他的人嚴密地守著病房,七八十號精銳擠滿了醫院走廊,路昭根本沒辦法和他們硬碰硬。
不過,他早就吩咐老百姓,偷偷去把他們停在醫院樓下的皮卡車的輪胎全扎了。
只要他們拖著,拖到這些人要出發的時候,賀傑總要從病房出來,到時候才有機會。
路昭就帶著老百姓在病房外,不停地和護衛隊吵架,從晚上吵到第二天早上。
可是,在第二天清早,幾個護衛打開病房門準備換班時,才看見病房裡,幾個人高馬大的護衛雌蟲倒了一地,而床上戴著呼吸機昏迷中的賀傑已不見了蹤跡。
幾個護衛被嚇傻了,護衛隊長回頭一看,整個人難以置信地瞪大了眼睛。
在他們密不透風的守衛下,竟然有人進了屋裡,帶走了賀傑?!
他趕緊衝進屋裡,帶著人把屋裡翻了個底朝天,可什麼也沒找到,屋裡唯一的線索就是大開的窗戶,可窗戶外的下水管上落滿了灰塵,並沒有人爬過。
昏迷的賀傑絕無可能自己溜走,而現在在左安縣,還有誰有這個可能把他劫走?
護衛隊長腦海中第一時間浮現——被害人的母親,老張。
要是賀傑被老張劫走,除了死沒有別的下場,護衛隊長一想到這個可怕的可能性,腿一軟,就跌坐在地。

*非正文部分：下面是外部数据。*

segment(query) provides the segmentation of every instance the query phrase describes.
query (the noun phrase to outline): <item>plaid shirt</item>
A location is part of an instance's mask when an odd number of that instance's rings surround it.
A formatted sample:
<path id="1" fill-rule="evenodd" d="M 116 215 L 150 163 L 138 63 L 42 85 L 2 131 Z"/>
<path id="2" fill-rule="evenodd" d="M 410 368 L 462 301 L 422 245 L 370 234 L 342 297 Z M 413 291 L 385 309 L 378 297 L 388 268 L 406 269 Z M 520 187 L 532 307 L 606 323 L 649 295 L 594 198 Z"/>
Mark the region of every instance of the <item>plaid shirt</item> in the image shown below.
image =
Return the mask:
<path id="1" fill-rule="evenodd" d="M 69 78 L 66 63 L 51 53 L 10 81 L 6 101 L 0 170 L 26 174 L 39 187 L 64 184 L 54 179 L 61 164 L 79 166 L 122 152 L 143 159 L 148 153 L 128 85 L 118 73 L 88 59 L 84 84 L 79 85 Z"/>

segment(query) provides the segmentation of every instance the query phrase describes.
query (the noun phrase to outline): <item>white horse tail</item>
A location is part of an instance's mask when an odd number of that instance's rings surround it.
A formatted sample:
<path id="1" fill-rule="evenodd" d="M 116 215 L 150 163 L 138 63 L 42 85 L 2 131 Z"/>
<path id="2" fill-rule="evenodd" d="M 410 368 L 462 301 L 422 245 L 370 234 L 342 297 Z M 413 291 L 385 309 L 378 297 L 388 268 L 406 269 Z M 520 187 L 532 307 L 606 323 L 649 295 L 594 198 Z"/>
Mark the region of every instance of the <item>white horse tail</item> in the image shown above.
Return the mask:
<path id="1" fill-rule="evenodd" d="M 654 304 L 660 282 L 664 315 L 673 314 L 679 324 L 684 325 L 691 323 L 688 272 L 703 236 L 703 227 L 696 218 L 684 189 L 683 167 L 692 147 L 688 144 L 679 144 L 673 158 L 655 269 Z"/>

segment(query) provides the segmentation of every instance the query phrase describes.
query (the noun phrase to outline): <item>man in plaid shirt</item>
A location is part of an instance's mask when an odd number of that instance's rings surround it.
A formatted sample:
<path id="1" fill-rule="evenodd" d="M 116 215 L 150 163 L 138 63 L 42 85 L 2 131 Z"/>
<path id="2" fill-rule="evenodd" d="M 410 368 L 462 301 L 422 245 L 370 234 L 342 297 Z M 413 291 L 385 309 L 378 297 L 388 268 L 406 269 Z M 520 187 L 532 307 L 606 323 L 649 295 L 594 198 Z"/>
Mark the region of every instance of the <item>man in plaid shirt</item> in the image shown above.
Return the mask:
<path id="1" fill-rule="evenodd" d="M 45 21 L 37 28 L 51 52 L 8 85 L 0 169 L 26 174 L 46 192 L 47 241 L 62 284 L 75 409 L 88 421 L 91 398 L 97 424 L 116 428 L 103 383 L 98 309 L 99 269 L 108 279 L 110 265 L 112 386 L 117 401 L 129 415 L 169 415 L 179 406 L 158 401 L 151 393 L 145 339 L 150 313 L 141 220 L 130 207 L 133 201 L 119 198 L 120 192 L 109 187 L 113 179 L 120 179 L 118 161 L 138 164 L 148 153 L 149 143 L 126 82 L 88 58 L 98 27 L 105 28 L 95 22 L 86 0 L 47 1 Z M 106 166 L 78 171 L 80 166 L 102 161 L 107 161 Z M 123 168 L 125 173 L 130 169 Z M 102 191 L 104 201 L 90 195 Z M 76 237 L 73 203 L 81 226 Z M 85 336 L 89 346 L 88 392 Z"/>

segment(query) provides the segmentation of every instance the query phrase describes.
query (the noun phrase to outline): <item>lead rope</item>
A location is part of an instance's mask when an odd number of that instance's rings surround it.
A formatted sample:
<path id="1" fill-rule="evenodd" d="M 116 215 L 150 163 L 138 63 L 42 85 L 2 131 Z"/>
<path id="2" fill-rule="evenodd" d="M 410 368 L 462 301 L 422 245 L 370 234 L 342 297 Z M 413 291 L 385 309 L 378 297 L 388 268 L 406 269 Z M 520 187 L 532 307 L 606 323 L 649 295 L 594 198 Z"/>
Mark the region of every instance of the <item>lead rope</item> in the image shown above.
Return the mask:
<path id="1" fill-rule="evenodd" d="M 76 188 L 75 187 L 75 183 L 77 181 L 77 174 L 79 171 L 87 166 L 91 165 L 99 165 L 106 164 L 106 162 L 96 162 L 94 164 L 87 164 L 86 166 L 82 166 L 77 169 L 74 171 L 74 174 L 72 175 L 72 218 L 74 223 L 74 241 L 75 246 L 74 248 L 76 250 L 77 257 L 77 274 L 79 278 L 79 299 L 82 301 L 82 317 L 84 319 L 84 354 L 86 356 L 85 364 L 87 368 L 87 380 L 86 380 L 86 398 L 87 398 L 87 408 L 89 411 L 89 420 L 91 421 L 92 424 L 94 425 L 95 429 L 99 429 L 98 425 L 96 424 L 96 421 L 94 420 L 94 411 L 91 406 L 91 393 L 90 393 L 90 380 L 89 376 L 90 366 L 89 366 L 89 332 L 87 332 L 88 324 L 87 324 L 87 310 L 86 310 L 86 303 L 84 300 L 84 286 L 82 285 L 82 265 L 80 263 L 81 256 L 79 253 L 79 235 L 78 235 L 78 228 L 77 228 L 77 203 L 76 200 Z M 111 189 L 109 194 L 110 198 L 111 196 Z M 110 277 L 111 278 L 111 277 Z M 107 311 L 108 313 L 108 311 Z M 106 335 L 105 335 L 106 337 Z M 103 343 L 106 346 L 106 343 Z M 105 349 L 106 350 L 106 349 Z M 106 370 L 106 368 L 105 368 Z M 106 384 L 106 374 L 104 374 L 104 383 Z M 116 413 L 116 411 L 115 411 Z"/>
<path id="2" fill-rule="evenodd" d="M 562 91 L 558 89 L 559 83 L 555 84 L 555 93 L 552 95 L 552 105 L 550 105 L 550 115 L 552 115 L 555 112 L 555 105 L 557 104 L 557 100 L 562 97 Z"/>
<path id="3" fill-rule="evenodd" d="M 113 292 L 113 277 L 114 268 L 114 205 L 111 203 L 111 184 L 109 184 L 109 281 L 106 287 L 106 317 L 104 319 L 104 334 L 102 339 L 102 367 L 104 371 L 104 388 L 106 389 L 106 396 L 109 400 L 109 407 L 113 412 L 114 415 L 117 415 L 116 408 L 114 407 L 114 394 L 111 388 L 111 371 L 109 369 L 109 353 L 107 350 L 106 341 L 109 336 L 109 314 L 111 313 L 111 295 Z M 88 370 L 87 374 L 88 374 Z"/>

屋外的老百姓們驚奇地睜大了眼,紛紛伸長脖子往屋裡看。
「人沒了?」
「去哪了?咱們一晚上都在這兒堵著啊!」
路昭心中一動,立刻先發制人:「你們把人藏哪兒去了?跟我們在門口掰扯一晚上,結果偷偷把人轉移了,卑鄙!」
老百姓們聞言,立刻叫嚷起來。
「把人交出來!」
「殺人兇手不能跑!」
護衛隊長心裡都要把這群老百姓恨出血了,一把抓住路昭:「你們安排好的是不是?你們在外面吸引注意力,有人從窗戶爬進來偷襲!」
路昭當然不會在嘴戰中落下風,當即說:「屋裡全是你的人,肯定是你把人偷偷運走了,現在在這兒跟我們裝!」
「你、你!」護衛隊長顫顫巍巍指著他,可又不敢肯定是路昭指使的。
路昭是老百姓的父母官,他能維持老百姓和勾結勢力之間的平衡,只可能主張正規法律程序,不可能主張一命還一命,否則左安縣早該亂套了。
可是,若不是路昭指使的,那就只可能是護衛隊長最怕的一種可能——是老張的個人行為。
這是最可怕的。
落在路昭這種理性的局外人手裡,賀傑的命還可以談談條件,可落在被殺了兒子的老張手裡,賀傑絕對只有死路一條 。
護衛隊長臉色一片灰白。
路昭沒理會他,一把甩開了他的手,招呼著老百姓:「殺人兇手不見了,咱們回去重新商量。」